The woes continue for Microsoft’s beleaguered online services division, which includes the company’s ad sales operation – it has posted an operating loss of $480m, nearly twice as much the $267m loss it made a year ago.

Due to forecasts of a difficult ad environment, the company has cuts its year-end projections. Microsoft now expects the divisions growth to be 10% in 2009, compared to the 18 percent it predicated last quarter.

Microsoft also announced that it would cut back on hiring in 2009, and look to spend less on travel expenses and data centres.

Overall Microsoft remained buoyant thanks to the stability of its Windows client, server and office businesses, but chief financial officer Chris Liddell warned the challenging economic environment will cut growth predictions for 2009.
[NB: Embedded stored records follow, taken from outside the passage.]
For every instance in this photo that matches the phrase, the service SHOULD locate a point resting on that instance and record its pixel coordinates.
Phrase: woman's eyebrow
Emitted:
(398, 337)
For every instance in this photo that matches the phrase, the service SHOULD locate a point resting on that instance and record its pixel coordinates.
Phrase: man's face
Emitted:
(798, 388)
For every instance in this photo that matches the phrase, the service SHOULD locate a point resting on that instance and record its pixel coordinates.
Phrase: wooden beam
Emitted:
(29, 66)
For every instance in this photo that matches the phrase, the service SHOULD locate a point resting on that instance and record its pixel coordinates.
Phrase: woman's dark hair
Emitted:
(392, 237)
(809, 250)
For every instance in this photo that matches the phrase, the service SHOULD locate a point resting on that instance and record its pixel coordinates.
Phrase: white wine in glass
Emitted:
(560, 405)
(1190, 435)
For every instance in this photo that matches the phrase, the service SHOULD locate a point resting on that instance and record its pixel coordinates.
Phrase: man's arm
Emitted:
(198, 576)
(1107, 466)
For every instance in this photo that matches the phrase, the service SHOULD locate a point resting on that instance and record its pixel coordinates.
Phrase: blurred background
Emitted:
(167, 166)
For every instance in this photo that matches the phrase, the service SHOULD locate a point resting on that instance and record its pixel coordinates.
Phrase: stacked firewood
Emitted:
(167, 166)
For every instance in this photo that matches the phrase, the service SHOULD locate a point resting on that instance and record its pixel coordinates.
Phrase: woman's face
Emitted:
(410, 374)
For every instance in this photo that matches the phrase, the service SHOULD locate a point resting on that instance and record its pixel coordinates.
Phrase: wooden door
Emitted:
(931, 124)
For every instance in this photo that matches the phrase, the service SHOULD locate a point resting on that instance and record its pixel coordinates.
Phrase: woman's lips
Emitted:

“What we’ve done is essentially gone right across the company, every division, and looked for areas where we would like to spend less,” indicates Liddell.

The divisions revenue grew 15% to $770m, generated from its Live search and MSN display ad networks, with search growth exceeding display. This figures surpassed Microsoft’s own expectations, which were banking on projections of $718m.

Overall revenues climbed 9% to $15bn while profits rose just 1.9% to $4.3bn.

The company will trim expenses next year, looking to shave $500m in total, cutting back in a number of areas including marketing.

The company’s recent ad spend was the inspiration for a new Apple TVC that ridiculed the firm for spending $300m on its ‘I am a PC’ ads.